Konu Dizisi: Belisarius Seferleri - Bölüm 5 : İstila & Veba (540-542)
#1
SASANİ SALDIRISI
Justinian generallerinin aldığı zaferler ile imparatorluğu yeniden birleştirme arzusu her geçen gün artıyor. Ancak arka arkaya yapılan büyük seferler ülkenin askeri insan gücünü ve ekonomisine ciddi zarar vermektedir. Her ne kadar Roma bölünme yaşanmadan önce tartışmasız tek hakim olsa da o günleri geri de bırakalı çok oldu. 
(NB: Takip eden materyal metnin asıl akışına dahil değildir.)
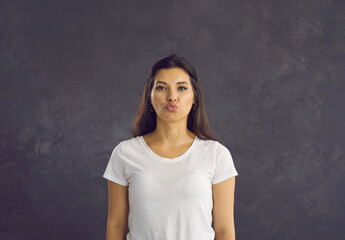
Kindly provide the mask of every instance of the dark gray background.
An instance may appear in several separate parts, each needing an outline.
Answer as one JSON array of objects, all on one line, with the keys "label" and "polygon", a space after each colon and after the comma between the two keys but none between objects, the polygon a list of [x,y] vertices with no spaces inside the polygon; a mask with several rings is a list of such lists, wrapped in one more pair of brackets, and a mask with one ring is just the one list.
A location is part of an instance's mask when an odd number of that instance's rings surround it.
[{"label": "dark gray background", "polygon": [[0,2],[0,239],[105,239],[149,68],[196,68],[237,239],[344,239],[345,1]]}]

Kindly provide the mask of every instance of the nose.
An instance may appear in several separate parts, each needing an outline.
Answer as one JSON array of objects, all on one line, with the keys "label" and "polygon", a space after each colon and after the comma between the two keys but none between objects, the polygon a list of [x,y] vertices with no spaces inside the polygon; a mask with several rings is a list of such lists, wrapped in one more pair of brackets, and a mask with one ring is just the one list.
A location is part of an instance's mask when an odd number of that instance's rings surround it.
[{"label": "nose", "polygon": [[176,95],[175,92],[170,91],[168,96],[167,96],[168,102],[176,102]]},{"label": "nose", "polygon": [[168,102],[176,102],[176,98],[168,98]]}]

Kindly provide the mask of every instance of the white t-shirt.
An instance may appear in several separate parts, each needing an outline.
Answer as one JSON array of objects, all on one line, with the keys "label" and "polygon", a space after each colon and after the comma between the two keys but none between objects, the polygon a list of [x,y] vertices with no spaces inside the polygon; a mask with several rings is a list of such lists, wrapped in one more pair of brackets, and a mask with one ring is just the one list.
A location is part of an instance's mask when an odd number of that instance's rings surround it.
[{"label": "white t-shirt", "polygon": [[128,186],[127,240],[214,240],[212,184],[236,175],[218,141],[196,136],[182,155],[164,158],[137,136],[114,148],[103,177]]}]

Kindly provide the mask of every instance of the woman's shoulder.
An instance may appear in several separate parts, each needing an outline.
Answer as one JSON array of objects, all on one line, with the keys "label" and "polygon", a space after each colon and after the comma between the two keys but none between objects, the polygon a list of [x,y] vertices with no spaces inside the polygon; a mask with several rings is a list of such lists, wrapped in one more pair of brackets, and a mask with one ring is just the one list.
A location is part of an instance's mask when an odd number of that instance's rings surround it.
[{"label": "woman's shoulder", "polygon": [[202,139],[196,136],[197,141],[199,142],[199,147],[200,148],[207,148],[207,149],[213,149],[216,148],[219,142],[217,140],[212,140],[212,139]]},{"label": "woman's shoulder", "polygon": [[124,148],[124,147],[128,147],[128,146],[133,146],[133,145],[138,143],[140,137],[142,137],[142,136],[136,136],[136,137],[131,137],[131,138],[125,138],[125,139],[122,139],[122,140],[118,140],[115,143],[115,147]]},{"label": "woman's shoulder", "polygon": [[200,146],[203,148],[213,148],[217,150],[217,152],[223,152],[223,151],[228,150],[228,147],[218,140],[201,139],[201,138],[198,138],[198,140],[201,143]]}]

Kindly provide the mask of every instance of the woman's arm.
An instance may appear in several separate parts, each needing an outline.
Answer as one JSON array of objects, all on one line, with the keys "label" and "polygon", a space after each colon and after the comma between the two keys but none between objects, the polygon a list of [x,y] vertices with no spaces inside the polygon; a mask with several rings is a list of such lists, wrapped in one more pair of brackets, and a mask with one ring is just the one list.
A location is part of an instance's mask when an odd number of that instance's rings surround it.
[{"label": "woman's arm", "polygon": [[128,233],[128,186],[108,180],[108,195],[106,240],[125,240]]},{"label": "woman's arm", "polygon": [[235,240],[235,176],[212,185],[215,240]]}]

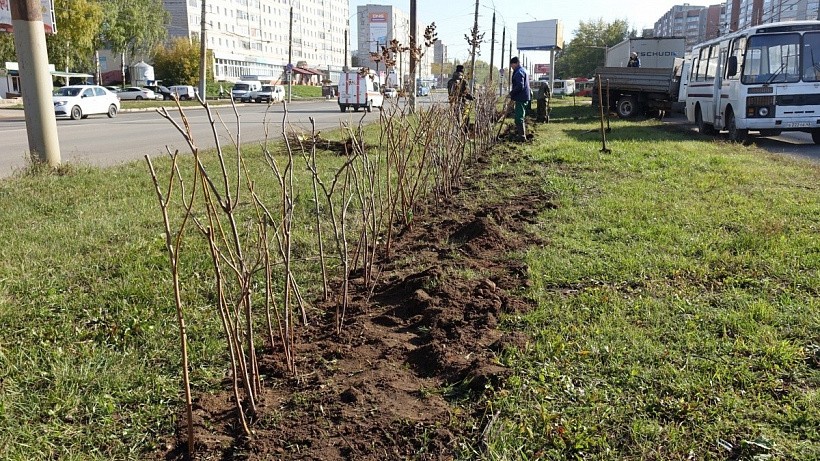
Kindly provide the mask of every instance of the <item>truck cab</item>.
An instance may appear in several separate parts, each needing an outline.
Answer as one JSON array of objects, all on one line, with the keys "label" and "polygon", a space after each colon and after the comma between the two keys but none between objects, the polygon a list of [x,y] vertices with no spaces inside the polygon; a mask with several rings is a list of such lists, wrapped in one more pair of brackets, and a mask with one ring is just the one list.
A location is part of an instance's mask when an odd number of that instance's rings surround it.
[{"label": "truck cab", "polygon": [[342,112],[352,107],[354,111],[366,109],[372,111],[384,106],[384,95],[379,91],[379,84],[371,74],[343,72],[339,78],[339,109]]}]

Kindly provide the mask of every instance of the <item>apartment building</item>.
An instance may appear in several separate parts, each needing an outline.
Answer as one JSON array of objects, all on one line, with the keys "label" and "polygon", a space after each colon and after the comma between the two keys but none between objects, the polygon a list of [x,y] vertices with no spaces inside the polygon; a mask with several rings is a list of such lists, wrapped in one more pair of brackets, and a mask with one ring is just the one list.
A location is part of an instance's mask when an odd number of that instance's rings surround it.
[{"label": "apartment building", "polygon": [[820,19],[820,0],[727,0],[722,31],[758,24]]},{"label": "apartment building", "polygon": [[[163,2],[171,14],[168,35],[198,40],[200,0]],[[214,77],[283,79],[290,62],[338,81],[347,63],[349,17],[347,0],[208,0],[205,41],[213,52]]]},{"label": "apartment building", "polygon": [[[409,51],[398,53],[395,56],[396,66],[393,69],[385,69],[384,63],[374,61],[370,53],[381,51],[381,47],[389,44],[393,39],[407,47],[410,45],[410,15],[391,5],[360,5],[356,11],[357,22],[357,43],[358,60],[361,67],[383,72],[386,75],[395,75],[396,81],[402,85],[410,75],[410,53]],[[417,21],[417,42],[419,46],[424,43],[424,27]],[[430,63],[433,61],[433,49],[423,49],[424,56],[418,63],[416,75],[425,78],[430,75]]]}]

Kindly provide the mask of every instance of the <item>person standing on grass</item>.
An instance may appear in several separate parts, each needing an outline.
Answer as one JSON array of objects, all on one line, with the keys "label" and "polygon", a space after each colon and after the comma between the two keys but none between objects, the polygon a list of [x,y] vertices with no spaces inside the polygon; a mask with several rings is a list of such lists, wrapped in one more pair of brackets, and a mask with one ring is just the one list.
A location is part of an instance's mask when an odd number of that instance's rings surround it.
[{"label": "person standing on grass", "polygon": [[633,51],[629,55],[629,61],[627,61],[626,67],[641,67],[641,60],[638,59],[638,53]]},{"label": "person standing on grass", "polygon": [[546,123],[550,121],[550,115],[547,113],[547,101],[550,98],[550,84],[541,82],[541,87],[538,88],[538,93],[535,94],[535,121],[539,123]]},{"label": "person standing on grass", "polygon": [[517,141],[527,140],[527,130],[524,125],[524,115],[527,104],[530,102],[530,82],[527,71],[519,64],[518,56],[510,59],[512,69],[512,89],[510,99],[515,102],[515,138]]}]

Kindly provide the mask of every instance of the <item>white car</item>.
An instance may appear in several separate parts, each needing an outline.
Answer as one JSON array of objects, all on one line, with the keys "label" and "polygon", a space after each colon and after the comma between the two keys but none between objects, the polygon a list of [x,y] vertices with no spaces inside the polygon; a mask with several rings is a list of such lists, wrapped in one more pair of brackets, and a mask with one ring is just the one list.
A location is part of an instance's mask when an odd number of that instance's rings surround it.
[{"label": "white car", "polygon": [[395,88],[385,88],[384,89],[384,97],[385,98],[396,98],[398,96],[399,96],[399,92]]},{"label": "white car", "polygon": [[[128,86],[121,89],[117,92],[117,96],[122,100],[136,99],[137,101],[142,101],[143,99],[157,99],[157,95],[153,91],[148,88],[138,88],[136,86]],[[159,99],[162,99],[162,95],[160,95]]]},{"label": "white car", "polygon": [[52,98],[54,114],[57,117],[71,117],[72,120],[86,118],[93,114],[117,116],[120,100],[107,89],[97,85],[71,85],[58,89]]}]

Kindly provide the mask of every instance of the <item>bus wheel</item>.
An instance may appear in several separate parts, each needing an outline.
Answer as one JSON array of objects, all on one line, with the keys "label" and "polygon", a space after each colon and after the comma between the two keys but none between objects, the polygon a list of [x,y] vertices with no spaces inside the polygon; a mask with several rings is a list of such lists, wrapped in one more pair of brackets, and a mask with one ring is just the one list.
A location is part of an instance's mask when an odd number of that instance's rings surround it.
[{"label": "bus wheel", "polygon": [[715,134],[715,127],[703,121],[703,113],[700,111],[700,106],[695,109],[695,124],[698,126],[698,133]]},{"label": "bus wheel", "polygon": [[820,130],[811,132],[811,140],[814,141],[815,144],[820,144]]},{"label": "bus wheel", "polygon": [[373,112],[373,101],[367,101],[367,111]]},{"label": "bus wheel", "polygon": [[624,96],[618,100],[618,117],[632,118],[638,113],[638,101],[634,96]]},{"label": "bus wheel", "polygon": [[726,129],[729,131],[729,140],[743,143],[749,137],[749,130],[741,130],[737,127],[737,120],[732,111],[726,113]]}]

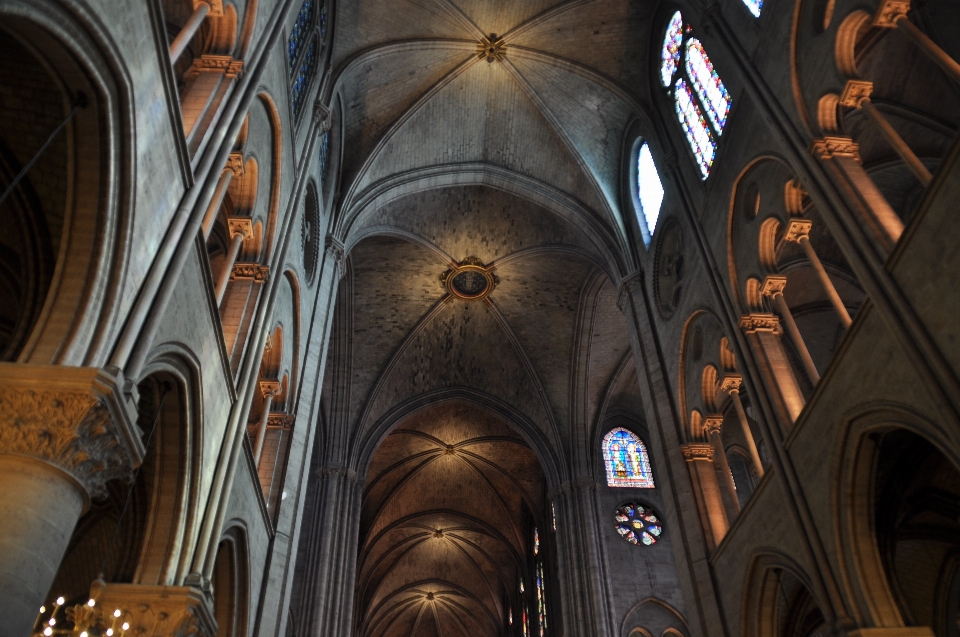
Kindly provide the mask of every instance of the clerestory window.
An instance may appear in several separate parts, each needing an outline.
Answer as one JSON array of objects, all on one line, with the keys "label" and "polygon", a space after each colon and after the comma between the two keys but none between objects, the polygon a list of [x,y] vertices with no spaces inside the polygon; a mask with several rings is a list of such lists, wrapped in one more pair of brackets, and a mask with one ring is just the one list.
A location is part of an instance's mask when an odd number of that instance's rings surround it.
[{"label": "clerestory window", "polygon": [[294,119],[303,103],[323,51],[327,28],[327,5],[322,0],[304,0],[287,39],[287,66],[290,73],[290,103]]},{"label": "clerestory window", "polygon": [[623,427],[603,437],[603,461],[607,486],[653,489],[653,471],[643,441]]}]

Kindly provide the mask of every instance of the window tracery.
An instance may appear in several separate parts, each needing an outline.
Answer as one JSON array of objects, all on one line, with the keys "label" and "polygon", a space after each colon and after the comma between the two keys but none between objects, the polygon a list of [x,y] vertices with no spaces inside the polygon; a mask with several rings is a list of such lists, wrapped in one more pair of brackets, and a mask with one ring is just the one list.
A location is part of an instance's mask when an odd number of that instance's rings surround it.
[{"label": "window tracery", "polygon": [[747,10],[753,14],[753,17],[759,18],[760,11],[763,10],[763,0],[743,0]]},{"label": "window tracery", "polygon": [[700,167],[701,179],[706,179],[733,100],[703,44],[692,37],[692,31],[690,26],[683,26],[679,11],[673,14],[660,54],[660,79],[673,93],[677,121]]},{"label": "window tracery", "polygon": [[624,504],[613,515],[617,533],[630,544],[651,546],[663,535],[663,526],[653,511],[636,503]]},{"label": "window tracery", "polygon": [[623,427],[603,437],[607,486],[653,489],[653,471],[643,441]]},{"label": "window tracery", "polygon": [[537,626],[540,637],[547,634],[547,603],[543,592],[543,562],[537,562]]},{"label": "window tracery", "polygon": [[[319,6],[319,10],[318,10]],[[304,0],[287,38],[287,65],[294,119],[303,110],[307,89],[317,72],[326,36],[327,6],[322,0]]]},{"label": "window tracery", "polygon": [[636,211],[637,221],[646,224],[652,237],[663,204],[663,183],[647,142],[641,144],[637,151],[637,200],[640,202],[640,208]]}]

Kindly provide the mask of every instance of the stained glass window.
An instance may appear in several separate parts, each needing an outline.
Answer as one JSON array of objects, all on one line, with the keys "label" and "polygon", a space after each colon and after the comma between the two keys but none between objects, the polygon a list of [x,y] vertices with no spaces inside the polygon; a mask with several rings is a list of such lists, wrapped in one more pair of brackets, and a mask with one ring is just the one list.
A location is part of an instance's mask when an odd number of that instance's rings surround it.
[{"label": "stained glass window", "polygon": [[307,48],[303,61],[300,63],[300,72],[297,73],[297,79],[293,82],[293,88],[290,91],[293,101],[293,116],[299,117],[300,110],[303,108],[303,98],[307,94],[307,87],[310,85],[310,79],[317,68],[317,40],[314,38]]},{"label": "stained glass window", "polygon": [[673,74],[680,64],[680,43],[683,41],[683,17],[677,11],[670,18],[667,33],[663,36],[663,50],[660,52],[660,79],[664,86],[670,86]]},{"label": "stained glass window", "polygon": [[613,514],[620,537],[630,544],[656,544],[663,535],[660,520],[649,508],[639,504],[624,504]]},{"label": "stained glass window", "polygon": [[319,145],[320,151],[318,159],[320,164],[320,183],[322,184],[327,177],[327,162],[330,160],[330,131],[326,131],[320,136]]},{"label": "stained glass window", "polygon": [[533,530],[533,554],[540,554],[540,531],[537,529]]},{"label": "stained glass window", "polygon": [[657,217],[660,216],[660,205],[663,203],[663,184],[647,142],[643,142],[637,153],[637,198],[640,201],[637,221],[645,223],[653,236]]},{"label": "stained glass window", "polygon": [[543,593],[543,563],[537,562],[537,626],[540,637],[547,634],[547,601]]},{"label": "stained glass window", "polygon": [[713,158],[717,154],[717,143],[713,140],[713,133],[707,127],[707,122],[703,119],[703,113],[700,112],[690,87],[682,78],[677,80],[674,87],[673,100],[677,108],[677,118],[687,136],[687,143],[697,157],[703,179],[706,179],[710,174]]},{"label": "stained glass window", "polygon": [[527,605],[523,605],[523,612],[520,614],[520,627],[523,631],[523,637],[527,637]]},{"label": "stained glass window", "polygon": [[654,488],[647,448],[640,438],[623,427],[603,437],[603,461],[608,486]]},{"label": "stained glass window", "polygon": [[[300,58],[303,43],[306,42],[310,36],[315,6],[316,0],[304,0],[303,4],[300,5],[300,13],[297,14],[297,21],[293,23],[293,29],[290,31],[290,38],[287,40],[287,60],[290,63],[291,77],[297,72],[297,60]],[[321,17],[323,17],[323,15]]]},{"label": "stained glass window", "polygon": [[557,507],[553,505],[553,502],[550,503],[550,519],[553,522],[553,531],[557,531]]},{"label": "stained glass window", "polygon": [[696,38],[687,41],[686,67],[690,82],[697,91],[714,130],[718,136],[722,135],[723,127],[727,125],[727,113],[730,112],[730,94],[714,70],[700,40]]},{"label": "stained glass window", "polygon": [[753,14],[753,17],[760,17],[760,11],[763,10],[763,0],[743,0],[743,4],[747,5],[747,9]]}]

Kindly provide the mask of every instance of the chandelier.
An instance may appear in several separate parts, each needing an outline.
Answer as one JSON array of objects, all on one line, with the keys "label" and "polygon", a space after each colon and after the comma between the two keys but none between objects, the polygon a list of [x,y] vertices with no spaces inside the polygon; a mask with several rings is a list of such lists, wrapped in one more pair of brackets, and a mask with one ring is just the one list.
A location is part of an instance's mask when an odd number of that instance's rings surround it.
[{"label": "chandelier", "polygon": [[30,636],[128,637],[130,617],[125,611],[117,608],[112,613],[105,612],[97,607],[93,598],[86,604],[73,606],[65,606],[65,602],[63,597],[58,597],[49,614],[47,607],[41,606]]}]

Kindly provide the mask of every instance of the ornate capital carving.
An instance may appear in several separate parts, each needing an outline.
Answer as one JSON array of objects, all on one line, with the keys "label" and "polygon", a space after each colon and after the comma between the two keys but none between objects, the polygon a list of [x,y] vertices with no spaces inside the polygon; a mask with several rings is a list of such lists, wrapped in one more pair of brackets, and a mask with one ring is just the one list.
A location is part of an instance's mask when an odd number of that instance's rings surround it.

Afrika'da alınan zafer çok başarılı olsa da İtalya o kadar kolay olmamıştır. Belisarius ve kurmayları büyük zaferler kazansa da İtalya hem nüfus olarak daha kalabalık bir bölge hem de Franklar gibi kuzeyden gelebilecek büyük ordulara açık bir yapıdadır. Ayrıca Gotlar kolay kolay pes edecek bir halk olmadığını kanıtlamıştır. Bu sebeple İtalya seferi bir türlü bitmemiştir ve her geçen gün imparatorluğun sırtına daha fazla yüklenmiştir. Bunun yanında Afrika ele geçirilmiş olsa da yerel Berberi kabileler sürekli isyan çıkartmaktadır.

Ayrıca şunu kabul etmeliyiz. Yapılan tüm bu seferler 532 yılında İberya Savaşı sonunda imzalanan Ebedi Barışın bir getirisidir. Bu barış sayesinde imparatorluğun doğu sınırı büyük oranda güvence altına alınmıştır. Ancak 540 yılına geldiğimizde bu barış yavaş yavaş sona ermektedir. 

Sasani kralı Hüsrev yaptığı barıştan başta karlı olarak görünse de Roma'nın bu süre içerisinde aldığı zaferleri endişe içerisinde takip etmektedir. Oda bu zaferlerin kendi eseri olduğunu düşünmekte ver Roma'dan zaferler neticesinde elde edilen ganimetlerden pay istemektedir. Ancak bunlar savaş için yeterli sebepler değildir. 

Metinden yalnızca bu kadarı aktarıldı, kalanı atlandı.